With regard to the pelvis position/orientation and joint angles, the model estimations were generally in agreement with the experimental measurements. Average RMSE were 5.4 ± 3.3 mm for the pelvic translations, and 1.9 ± 1.3° for pelvic rotations and joint angles. However, RMSE was found to be higher for the ankle joint (4.0 ± 0.9°). Considering all degrees of freedom, the correlation remained very high with an average R2 at 0.94 ± 0.09.

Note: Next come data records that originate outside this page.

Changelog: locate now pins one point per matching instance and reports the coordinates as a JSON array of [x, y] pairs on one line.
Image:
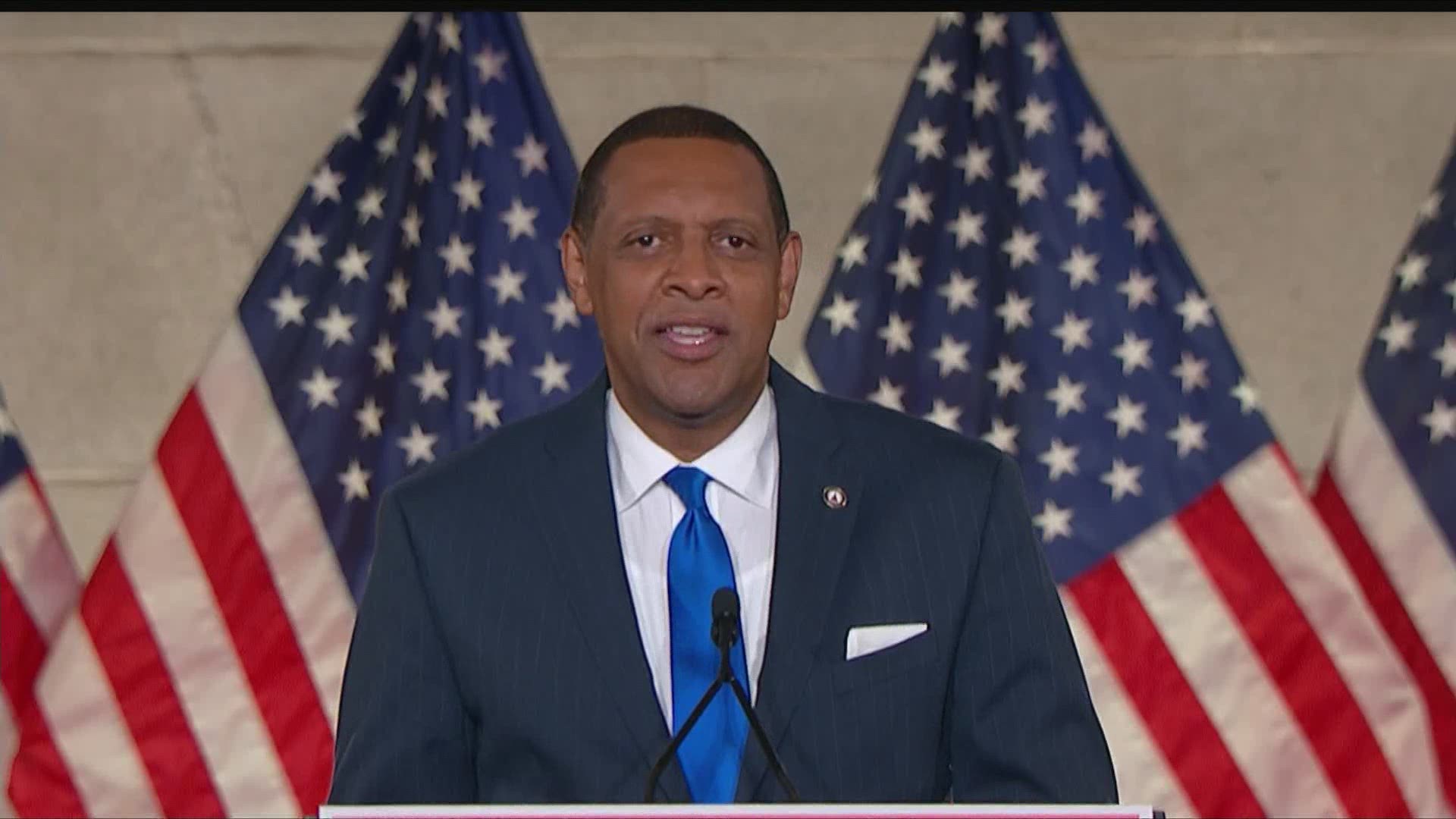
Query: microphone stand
[[724, 675], [724, 670]]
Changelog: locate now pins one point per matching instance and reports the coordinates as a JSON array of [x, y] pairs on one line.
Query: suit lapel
[[576, 509], [811, 541]]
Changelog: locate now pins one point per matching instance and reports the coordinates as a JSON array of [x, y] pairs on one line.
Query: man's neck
[[689, 441]]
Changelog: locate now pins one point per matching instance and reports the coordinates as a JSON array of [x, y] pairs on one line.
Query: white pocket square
[[870, 639]]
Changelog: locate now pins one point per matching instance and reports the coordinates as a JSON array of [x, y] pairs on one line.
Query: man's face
[[685, 276]]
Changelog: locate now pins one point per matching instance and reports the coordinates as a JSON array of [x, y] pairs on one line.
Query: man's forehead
[[682, 167]]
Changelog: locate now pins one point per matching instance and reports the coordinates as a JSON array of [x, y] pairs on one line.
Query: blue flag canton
[[414, 300], [1410, 366], [1008, 278], [12, 455]]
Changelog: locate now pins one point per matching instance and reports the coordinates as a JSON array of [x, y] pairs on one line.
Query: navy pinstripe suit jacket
[[495, 657]]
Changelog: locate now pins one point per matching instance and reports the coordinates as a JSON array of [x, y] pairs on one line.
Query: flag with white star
[[1388, 485], [411, 303], [1009, 278], [38, 589]]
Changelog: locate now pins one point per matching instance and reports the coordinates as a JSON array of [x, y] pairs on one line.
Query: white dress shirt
[[743, 497]]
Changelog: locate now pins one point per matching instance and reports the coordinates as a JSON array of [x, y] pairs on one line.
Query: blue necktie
[[698, 564]]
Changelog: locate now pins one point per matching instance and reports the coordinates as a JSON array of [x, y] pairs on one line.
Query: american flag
[[38, 586], [1008, 276], [1388, 485], [411, 303]]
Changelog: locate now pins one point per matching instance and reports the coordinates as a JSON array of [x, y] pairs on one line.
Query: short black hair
[[672, 121]]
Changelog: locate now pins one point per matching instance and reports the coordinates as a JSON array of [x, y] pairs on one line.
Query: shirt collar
[[745, 463]]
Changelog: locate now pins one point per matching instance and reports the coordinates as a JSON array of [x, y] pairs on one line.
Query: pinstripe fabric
[[497, 657]]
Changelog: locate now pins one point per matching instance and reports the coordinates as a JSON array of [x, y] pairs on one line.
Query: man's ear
[[789, 259], [574, 264]]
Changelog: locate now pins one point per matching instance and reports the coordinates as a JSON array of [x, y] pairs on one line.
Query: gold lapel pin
[[835, 497]]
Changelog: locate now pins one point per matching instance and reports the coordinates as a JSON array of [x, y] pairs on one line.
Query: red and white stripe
[[201, 672], [1401, 561], [38, 588], [1239, 672]]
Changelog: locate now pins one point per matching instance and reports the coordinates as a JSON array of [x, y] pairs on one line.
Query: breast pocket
[[886, 664]]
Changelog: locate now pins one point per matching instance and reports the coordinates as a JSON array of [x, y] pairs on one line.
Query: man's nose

For the GRF, the model estimations were found to be in agreement with the experimental measurements (the average RMSE is 17.3 ± 5.5 N). For these forces, the correlation remained high with an average R2 at 0.97 ± 0.03.


The main objective of this study was to adapt an EMG marker tracking optimization process to solve a forward dynamics problem on a 3D musculoskeletal model of the lower limb during equinus gait. To the best of our knowledge, the use of a direct multiple shooting algorithm on a musculoskeletal model with the tracking of measured EMG, marker trajectories, and GRF has never been performed to date. As already shown by Bélaise et al. (2018a,b), this approach allows for an accurate reproduction of joint kinematics and ensures temporal fidelity in muscle activity with improved computational time compared to traditional forward dynamic approaches. We have also highlighted that the tracking of GRF could be performed accurately, even without the use of a complex foot/ground contact model.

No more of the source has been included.